左手で柄杓を上から取り、右手に持ち替え、棚が更好棚の場合は合を上にむけて、棚の中段に向こう三分の一、手前四分の一となるように置く。

一膝勝手付に向き、左手で建水を持って立ち、茶道口へさがる。

襖の前に座り、建水を膝前中央に置き、襖を開け、水屋にさがる。

席にもどり、右手で茶碗を取り左手のひらにのせ、右手を添えて両手で持ちさがる。

つづいて水次を持って席に入り、水指に向かって進み、棚の前に坐り、水次を左膝上に斜め(注ぎ口が棚に向くように)に置く。

更好棚の場合は(柱が四本)、水指を両手でしっかりと持ち、手前にひいて棚の外に出し、右手で水指の蓋の摘みをとり、左手で左斜め上を持ち、二手で水指の左側に立てかけ、水を汲む。

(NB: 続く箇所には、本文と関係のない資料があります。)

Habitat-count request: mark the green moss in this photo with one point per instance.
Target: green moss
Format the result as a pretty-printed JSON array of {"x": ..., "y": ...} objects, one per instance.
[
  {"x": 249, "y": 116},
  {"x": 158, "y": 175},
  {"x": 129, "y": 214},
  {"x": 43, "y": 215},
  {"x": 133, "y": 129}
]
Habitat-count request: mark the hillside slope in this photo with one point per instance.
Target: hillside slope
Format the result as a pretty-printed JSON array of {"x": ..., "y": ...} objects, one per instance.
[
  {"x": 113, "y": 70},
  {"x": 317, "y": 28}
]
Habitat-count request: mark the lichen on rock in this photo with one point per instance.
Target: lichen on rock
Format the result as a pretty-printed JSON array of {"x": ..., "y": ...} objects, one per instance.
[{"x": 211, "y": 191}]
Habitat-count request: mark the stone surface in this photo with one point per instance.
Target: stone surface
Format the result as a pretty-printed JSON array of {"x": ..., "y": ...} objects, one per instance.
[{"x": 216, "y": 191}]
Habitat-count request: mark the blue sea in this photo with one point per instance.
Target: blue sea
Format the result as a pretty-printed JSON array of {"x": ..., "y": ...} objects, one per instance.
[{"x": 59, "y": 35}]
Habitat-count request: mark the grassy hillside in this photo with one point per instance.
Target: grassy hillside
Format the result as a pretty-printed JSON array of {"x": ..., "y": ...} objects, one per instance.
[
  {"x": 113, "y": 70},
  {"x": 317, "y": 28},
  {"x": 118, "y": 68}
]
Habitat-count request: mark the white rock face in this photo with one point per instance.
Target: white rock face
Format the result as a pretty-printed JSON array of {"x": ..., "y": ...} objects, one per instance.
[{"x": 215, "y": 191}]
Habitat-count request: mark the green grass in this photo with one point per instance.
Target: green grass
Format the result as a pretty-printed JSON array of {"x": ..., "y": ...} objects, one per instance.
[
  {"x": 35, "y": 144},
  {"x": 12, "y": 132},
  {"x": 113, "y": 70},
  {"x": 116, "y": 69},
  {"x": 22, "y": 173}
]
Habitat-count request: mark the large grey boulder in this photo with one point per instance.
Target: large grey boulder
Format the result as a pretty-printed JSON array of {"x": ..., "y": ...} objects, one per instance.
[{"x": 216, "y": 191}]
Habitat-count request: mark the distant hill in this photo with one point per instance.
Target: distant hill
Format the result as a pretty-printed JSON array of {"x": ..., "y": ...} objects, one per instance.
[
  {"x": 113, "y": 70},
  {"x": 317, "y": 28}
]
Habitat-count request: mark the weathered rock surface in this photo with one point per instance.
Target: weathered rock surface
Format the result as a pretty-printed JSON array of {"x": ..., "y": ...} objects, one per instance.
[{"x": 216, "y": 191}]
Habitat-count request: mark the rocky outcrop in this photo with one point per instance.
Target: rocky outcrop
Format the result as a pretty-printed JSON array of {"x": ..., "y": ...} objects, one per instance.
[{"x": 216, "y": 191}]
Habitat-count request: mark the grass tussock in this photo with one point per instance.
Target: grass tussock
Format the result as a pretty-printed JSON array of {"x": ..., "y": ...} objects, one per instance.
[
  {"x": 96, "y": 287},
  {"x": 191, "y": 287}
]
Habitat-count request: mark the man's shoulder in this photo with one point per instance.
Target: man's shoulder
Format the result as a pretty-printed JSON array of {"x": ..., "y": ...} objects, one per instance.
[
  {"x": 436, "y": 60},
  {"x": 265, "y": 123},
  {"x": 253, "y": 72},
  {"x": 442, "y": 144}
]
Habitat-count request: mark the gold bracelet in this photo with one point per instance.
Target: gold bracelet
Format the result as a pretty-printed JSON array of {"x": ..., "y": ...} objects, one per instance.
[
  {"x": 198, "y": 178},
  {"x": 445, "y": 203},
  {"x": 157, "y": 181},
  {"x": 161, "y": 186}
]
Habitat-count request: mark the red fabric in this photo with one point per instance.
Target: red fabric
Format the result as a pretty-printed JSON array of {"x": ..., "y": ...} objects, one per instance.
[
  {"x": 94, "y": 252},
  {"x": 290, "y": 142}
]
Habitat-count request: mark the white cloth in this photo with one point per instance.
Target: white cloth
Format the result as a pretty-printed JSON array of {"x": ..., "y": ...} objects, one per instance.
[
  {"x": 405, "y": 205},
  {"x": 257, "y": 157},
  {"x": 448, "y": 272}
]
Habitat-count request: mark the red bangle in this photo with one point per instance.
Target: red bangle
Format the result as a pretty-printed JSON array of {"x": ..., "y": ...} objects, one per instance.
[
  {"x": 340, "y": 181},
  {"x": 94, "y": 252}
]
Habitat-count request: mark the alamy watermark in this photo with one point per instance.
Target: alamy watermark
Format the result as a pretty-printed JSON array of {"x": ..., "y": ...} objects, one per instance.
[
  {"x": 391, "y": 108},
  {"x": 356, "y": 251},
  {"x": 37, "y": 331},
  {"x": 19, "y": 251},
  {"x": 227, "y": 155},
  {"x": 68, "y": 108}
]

水次をもって茶道口に下がって、茶道口に坐り、水次を膝前に置いて襖を閉める。

拝見物がもどると、茶道口に坐り、襖を開け席にはいり、道具の正面に坐り、正客からの問いに答える。

正客からの問いが終わると、一礼をし、右手で仕覆を取り左手のひらにのせ、右手で茶杓を取り、仕覆の上に斜めにのせ(櫂先が仕覆の左にくるように)、左親指でおさえ、茶入を右手で横から持って立ち、茶道口に下がる。

茶道口に坐り、亭主側に近い方から、茶入、茶杓、仕覆を並べて置き(仕覆は打留が茶杓側にくるようにして置く)、主客総礼をし、襖を閉める。